The inspiration for this question comes by way of Angela Green, weeknight anchor for WNCT in Greenville, N.C., who recently posed the same question in a video post on her Facebook page. For those with Facebook, you can watch it here.
For those without an account, here is my best early-morning transcription of Greene’s statements:
The topic is natural hair in the workplace. Very sensitive to a lot of people. I’m natural. As many of you may or may not know, I’m biracial. My mother is from Thailand and my father is Black. See my hair? Straight. Y’all comment about it all the time. But if I were to go natural, my hair would be curly. But for right now, we’re not going to do curly hair because my bosses like it that way, so that is what we are going to go with.
Okay, let me pause this transcription to point out how Green declares herself both natural and not natural at the same time. While it sounds like an oxymoron, it is also an important detail to note in the context of the question posed below. She continues:
Green: Let me let you meet Madison. Madison is a…what year are you?
Madison: I’m a sophomore. 19.
Green: 19 years old. This is the style right now for everybody, rocking natural hair every day. Well, she is about to do a production for work. She is in TV and broadcasting and the topic of her hair came up. She was told that it was what?

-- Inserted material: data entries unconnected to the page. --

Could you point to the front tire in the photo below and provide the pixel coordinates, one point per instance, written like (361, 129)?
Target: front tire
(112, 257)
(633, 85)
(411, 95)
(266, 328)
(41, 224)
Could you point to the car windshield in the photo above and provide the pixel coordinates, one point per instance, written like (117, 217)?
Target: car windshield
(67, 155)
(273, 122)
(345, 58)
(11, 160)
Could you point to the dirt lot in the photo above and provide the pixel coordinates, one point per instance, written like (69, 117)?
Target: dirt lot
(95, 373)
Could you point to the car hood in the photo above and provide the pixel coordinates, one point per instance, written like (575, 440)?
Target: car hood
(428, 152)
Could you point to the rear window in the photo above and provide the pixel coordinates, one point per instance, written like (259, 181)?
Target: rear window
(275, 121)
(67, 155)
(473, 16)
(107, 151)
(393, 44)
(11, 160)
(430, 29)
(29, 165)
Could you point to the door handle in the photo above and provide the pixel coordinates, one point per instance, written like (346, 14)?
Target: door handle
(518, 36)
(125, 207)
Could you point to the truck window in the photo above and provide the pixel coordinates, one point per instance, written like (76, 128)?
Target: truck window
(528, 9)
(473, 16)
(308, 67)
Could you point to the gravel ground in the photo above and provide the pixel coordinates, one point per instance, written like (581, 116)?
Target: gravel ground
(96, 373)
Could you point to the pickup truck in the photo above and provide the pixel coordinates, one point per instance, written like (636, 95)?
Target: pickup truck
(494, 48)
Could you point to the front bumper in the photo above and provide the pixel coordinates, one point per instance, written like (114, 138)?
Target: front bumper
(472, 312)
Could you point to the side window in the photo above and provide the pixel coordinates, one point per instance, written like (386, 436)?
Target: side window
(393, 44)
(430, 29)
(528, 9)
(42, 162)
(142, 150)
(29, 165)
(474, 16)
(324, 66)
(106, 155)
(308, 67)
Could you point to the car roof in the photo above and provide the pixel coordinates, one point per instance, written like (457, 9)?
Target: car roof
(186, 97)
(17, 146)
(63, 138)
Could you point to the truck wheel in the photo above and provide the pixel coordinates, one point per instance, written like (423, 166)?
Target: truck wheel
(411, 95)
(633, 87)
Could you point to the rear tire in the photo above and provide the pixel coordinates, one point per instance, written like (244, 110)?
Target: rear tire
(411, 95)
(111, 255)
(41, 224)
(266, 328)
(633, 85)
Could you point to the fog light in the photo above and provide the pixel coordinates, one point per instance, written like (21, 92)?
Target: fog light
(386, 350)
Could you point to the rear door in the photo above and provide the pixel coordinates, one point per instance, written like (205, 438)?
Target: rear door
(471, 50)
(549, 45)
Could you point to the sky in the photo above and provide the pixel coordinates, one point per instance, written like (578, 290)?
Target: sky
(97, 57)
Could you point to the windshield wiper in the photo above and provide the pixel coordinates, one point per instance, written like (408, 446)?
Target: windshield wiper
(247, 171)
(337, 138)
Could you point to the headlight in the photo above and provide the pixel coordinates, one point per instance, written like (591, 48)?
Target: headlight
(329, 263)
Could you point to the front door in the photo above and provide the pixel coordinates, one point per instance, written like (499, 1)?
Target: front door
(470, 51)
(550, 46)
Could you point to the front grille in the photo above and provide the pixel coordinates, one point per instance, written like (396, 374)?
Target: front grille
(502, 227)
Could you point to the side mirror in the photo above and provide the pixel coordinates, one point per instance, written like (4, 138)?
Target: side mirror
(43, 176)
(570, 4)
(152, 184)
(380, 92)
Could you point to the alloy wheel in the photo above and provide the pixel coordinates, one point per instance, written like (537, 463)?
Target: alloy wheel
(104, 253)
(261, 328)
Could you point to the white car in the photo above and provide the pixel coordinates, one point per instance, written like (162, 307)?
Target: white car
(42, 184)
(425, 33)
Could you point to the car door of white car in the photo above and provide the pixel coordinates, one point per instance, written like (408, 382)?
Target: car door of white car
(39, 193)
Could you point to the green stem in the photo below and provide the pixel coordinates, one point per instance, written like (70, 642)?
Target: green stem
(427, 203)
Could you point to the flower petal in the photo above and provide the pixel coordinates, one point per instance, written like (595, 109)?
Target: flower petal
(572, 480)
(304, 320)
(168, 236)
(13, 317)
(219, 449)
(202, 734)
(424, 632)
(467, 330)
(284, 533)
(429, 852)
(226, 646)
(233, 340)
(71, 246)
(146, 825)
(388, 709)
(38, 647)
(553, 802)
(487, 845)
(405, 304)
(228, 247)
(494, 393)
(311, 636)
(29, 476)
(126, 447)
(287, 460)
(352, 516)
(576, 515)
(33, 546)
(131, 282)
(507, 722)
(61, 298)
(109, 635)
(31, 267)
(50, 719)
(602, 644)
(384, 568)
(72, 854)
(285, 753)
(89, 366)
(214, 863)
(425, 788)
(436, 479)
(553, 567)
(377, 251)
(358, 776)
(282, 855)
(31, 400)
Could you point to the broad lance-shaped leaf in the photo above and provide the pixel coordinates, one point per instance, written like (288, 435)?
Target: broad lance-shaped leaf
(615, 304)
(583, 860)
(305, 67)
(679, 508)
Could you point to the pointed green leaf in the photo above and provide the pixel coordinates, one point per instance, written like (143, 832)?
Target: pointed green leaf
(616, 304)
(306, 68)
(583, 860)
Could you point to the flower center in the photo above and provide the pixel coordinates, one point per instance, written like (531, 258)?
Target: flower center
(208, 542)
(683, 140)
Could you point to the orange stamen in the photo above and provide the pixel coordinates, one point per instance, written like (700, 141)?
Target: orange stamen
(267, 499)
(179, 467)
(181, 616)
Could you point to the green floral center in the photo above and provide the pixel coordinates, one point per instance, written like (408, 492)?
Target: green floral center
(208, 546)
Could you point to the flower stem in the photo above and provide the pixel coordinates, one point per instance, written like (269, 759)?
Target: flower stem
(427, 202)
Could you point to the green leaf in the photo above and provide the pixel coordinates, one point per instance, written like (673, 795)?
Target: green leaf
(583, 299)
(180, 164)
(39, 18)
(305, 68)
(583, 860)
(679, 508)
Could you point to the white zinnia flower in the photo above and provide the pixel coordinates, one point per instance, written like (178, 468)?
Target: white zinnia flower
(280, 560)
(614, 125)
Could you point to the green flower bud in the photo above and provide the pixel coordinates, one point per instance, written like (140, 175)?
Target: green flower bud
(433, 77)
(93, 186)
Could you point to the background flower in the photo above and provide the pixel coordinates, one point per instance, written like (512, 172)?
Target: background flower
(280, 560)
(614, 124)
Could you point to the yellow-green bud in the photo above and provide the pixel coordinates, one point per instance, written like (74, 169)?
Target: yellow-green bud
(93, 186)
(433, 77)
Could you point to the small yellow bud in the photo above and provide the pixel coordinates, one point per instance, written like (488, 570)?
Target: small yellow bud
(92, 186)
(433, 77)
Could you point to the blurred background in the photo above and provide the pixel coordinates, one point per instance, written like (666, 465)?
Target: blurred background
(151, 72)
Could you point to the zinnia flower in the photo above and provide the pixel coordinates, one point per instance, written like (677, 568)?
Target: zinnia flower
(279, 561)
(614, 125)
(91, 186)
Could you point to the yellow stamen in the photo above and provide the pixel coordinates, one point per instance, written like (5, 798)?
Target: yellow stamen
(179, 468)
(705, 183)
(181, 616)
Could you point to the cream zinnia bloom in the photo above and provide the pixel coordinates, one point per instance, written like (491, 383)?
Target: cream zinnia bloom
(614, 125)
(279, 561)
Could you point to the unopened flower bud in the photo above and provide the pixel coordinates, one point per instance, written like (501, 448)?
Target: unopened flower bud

Madison: Too big and I needed to straighten it. Straighten it out. It would be distracting.
Green: Distracting, well that is a very interesting word. But in the world of TV we see it all. It just depends in what market, what audience you’re looking for right now. And really, your bosses and what they allow you to do. My advice is straighten for the sake of the school project. Depending on what market you get in, when you’re older, that is something that you have to deal with. But in the workplace, just for this one, my suggestion was to just straighten it out just to please everybody. But everybody won’t roll with that answer. What would your suggestion be to Madison and other young professionals rocking their natural hair?
Well, I am glad she asked.
Again, what is interesting is how Green defines “natural hair.” In this context, she uses it to describe her own hair, which is naturally curly, but has been pressed straight. Granted, she may define natural as being free from chemicals, which is a commonly held belief among Black women. But it also clear that she sees natural hair as more of a style than an actual state. This is evident when she points to Madison’s head of natural curls and says, “This is the style right now for everybody, rocking natural hair every day.”
In essence, her question is less about if Madison should be natural, but rather, how she should be natural.